Government looks to retain EV purchase incentives until 2020
OLEV is currently analysing responses to a consultation document on how a further £500 million of Government cash might be spent to support the uptake of low emissions vehicles between 2015 and 2020.
Anna West, head of consumer initiatives at OLEV, told delegates at the ACFO event that an announcement would be made in the spring on the draft package of support in advance of implementation from April 2015.
‘We think there will be some form of purchase incentive available from April 2015 so the fleet market is supported in electric vehicle acquisition,’ said West. ‘We recognise that fleets are leaders and we need to get them on board to make sure our agenda to encourage adoption of ultra low emission vehicles is a success.
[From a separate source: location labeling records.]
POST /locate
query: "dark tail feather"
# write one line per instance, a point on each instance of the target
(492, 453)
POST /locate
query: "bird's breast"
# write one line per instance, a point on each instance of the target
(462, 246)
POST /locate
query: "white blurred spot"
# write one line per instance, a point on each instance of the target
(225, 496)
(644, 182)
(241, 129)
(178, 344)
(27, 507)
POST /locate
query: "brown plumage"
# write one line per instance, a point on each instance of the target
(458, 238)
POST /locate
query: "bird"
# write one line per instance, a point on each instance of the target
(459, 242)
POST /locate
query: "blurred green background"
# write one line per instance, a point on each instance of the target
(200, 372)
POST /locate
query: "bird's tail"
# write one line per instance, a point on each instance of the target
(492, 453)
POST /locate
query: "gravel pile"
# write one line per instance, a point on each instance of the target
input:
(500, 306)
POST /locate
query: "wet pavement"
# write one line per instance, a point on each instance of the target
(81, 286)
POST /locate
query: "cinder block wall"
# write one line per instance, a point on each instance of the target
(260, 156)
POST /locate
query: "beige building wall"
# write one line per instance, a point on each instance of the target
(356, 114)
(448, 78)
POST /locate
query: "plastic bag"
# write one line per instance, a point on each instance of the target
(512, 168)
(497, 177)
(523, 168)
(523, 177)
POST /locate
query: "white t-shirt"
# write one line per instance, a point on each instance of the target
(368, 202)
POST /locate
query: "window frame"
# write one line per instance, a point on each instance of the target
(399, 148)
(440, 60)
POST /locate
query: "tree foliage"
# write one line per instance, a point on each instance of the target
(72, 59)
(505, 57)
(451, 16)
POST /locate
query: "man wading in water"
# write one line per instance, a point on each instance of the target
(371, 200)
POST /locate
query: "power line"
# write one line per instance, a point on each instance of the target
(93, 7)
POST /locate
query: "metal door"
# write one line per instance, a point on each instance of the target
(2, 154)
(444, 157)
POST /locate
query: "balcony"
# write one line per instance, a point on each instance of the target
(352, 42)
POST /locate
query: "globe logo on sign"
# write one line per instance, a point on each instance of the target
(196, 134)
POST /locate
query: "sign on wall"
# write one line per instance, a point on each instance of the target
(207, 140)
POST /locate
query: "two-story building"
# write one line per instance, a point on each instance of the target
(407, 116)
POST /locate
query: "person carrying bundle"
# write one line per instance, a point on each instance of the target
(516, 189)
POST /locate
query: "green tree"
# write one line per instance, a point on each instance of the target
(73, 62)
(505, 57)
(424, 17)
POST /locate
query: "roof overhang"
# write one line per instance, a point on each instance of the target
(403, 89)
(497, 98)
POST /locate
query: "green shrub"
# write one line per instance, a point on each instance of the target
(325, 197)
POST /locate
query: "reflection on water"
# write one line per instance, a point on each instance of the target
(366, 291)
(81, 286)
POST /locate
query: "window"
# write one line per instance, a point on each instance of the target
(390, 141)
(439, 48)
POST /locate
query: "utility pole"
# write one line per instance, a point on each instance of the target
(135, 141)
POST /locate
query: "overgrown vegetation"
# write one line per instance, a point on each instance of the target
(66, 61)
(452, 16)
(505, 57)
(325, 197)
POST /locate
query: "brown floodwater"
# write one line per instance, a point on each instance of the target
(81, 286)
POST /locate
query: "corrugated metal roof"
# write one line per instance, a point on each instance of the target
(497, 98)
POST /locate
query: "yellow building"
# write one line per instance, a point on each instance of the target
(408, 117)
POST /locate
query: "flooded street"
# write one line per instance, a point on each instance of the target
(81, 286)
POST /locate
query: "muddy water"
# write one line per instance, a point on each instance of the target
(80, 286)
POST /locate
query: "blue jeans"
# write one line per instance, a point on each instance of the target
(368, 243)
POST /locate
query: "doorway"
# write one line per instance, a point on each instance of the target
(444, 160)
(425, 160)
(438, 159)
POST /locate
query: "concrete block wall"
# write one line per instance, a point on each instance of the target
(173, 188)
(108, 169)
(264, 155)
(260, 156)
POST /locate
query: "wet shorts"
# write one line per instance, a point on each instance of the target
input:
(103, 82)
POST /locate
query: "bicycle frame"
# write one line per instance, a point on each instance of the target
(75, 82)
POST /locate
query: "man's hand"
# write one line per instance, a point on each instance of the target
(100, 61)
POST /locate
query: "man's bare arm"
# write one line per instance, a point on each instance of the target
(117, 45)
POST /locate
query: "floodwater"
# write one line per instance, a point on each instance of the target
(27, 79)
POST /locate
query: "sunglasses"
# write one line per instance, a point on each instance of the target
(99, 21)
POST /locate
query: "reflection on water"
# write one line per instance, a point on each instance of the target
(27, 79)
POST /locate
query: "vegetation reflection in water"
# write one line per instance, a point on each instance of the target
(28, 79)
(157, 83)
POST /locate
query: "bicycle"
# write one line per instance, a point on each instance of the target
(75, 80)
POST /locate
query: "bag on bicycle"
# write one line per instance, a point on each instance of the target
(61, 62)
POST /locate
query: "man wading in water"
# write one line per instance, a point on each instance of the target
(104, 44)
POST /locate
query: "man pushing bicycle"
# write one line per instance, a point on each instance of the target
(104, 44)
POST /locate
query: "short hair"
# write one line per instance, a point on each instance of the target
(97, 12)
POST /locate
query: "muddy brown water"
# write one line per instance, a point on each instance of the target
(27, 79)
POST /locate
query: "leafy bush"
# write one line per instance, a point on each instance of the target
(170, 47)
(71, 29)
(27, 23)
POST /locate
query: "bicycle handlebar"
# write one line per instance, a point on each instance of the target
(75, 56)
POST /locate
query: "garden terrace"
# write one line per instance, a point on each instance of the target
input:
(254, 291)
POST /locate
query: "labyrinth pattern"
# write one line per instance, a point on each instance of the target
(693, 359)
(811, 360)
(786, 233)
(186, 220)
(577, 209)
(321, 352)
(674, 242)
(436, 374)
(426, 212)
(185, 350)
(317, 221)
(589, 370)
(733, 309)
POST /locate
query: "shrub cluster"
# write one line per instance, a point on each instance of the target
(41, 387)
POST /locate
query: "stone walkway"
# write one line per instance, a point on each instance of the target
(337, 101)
‘We have had a fantastic response from fleets so far with almost 50% grant uptake being from the business sector. Where fleets lead others will follow.’
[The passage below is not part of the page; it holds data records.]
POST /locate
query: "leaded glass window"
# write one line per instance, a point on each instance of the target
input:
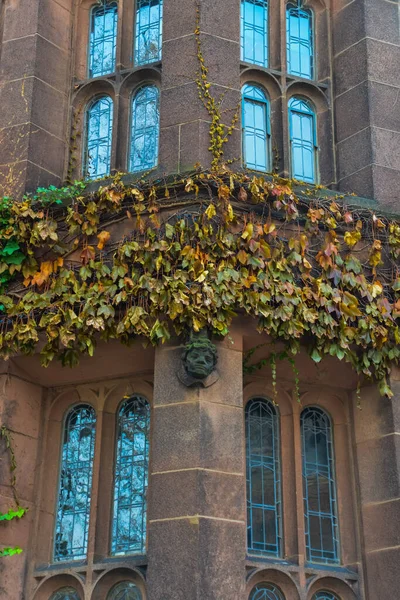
(266, 591)
(103, 38)
(73, 507)
(303, 140)
(125, 591)
(320, 510)
(99, 125)
(256, 128)
(131, 477)
(263, 478)
(67, 593)
(324, 596)
(299, 41)
(148, 36)
(254, 32)
(145, 129)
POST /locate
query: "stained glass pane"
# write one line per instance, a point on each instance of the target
(145, 129)
(255, 117)
(263, 478)
(67, 593)
(72, 523)
(103, 39)
(299, 40)
(254, 32)
(148, 38)
(302, 140)
(320, 508)
(99, 119)
(131, 477)
(125, 591)
(325, 596)
(266, 591)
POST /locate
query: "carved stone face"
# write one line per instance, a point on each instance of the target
(199, 362)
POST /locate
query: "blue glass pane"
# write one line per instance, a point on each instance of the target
(302, 140)
(299, 40)
(254, 32)
(255, 123)
(148, 38)
(145, 129)
(72, 521)
(266, 591)
(124, 591)
(103, 39)
(99, 119)
(324, 596)
(319, 487)
(65, 594)
(263, 478)
(131, 477)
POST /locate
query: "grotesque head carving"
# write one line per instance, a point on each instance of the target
(200, 356)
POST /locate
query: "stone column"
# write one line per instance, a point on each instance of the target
(184, 135)
(34, 89)
(20, 412)
(377, 443)
(196, 517)
(367, 86)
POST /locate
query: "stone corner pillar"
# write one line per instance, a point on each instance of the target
(197, 507)
(377, 443)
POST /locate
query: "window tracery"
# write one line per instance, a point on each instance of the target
(74, 495)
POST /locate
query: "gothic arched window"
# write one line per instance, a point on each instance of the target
(256, 128)
(145, 129)
(266, 591)
(303, 140)
(324, 596)
(73, 509)
(254, 32)
(263, 478)
(131, 477)
(125, 591)
(103, 38)
(67, 593)
(321, 523)
(98, 137)
(148, 31)
(300, 41)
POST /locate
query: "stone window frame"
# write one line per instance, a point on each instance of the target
(45, 575)
(118, 85)
(287, 572)
(281, 86)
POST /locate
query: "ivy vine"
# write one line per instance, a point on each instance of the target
(13, 513)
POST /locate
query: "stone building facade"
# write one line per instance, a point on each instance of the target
(193, 540)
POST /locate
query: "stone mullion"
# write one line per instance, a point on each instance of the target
(298, 462)
(197, 507)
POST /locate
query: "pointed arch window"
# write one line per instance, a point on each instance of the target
(125, 590)
(320, 507)
(303, 140)
(263, 473)
(254, 32)
(266, 591)
(148, 33)
(256, 128)
(324, 596)
(145, 129)
(103, 38)
(131, 477)
(67, 593)
(98, 138)
(75, 486)
(300, 41)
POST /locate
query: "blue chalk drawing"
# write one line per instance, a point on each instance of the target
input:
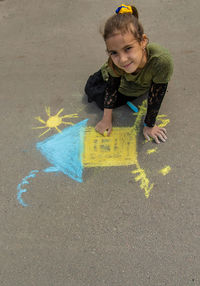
(25, 181)
(64, 152)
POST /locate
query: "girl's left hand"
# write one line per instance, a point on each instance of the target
(157, 133)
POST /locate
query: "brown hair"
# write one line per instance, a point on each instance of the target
(123, 23)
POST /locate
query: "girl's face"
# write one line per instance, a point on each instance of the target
(126, 52)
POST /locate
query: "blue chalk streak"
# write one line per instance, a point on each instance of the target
(132, 106)
(25, 181)
(64, 151)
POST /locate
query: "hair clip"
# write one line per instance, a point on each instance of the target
(124, 9)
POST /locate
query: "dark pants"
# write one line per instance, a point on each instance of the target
(95, 90)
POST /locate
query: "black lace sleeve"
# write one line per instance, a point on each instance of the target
(111, 92)
(155, 98)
The Government has forecast that by 2050 it anticipates almost every car and van on the nation’s roads will be an ultra low emission vehicle – and that implies a huge take-up among fleets and consumers for electric power.
Nevertheless, West said OLEV did not believe there would be a single mobile solution, but a range with pure electric vehicles, plug-in petrol and diesel and hydrogen models among those available.
She said: ‘We are moving towards a zero emission world and we are here to kick-start change.’
Existing and future electric vehicle purchase incentive schemes are supported by a range of tax incentives that, apart from company car tax, include special rates in relation to Vehicle Excise Duty and capital allowances.
However, electric vehicle mileage reimbursement rates for company cars (Advisory Fuel Rates) and privately owned cars on business trips (Approved Mileage Allowance Payments), despite repeated ACFO requests, remain to be clarified.
West told delegates: ‘We are working with HMRC to try and develop a new regime and guidance will be published soon.’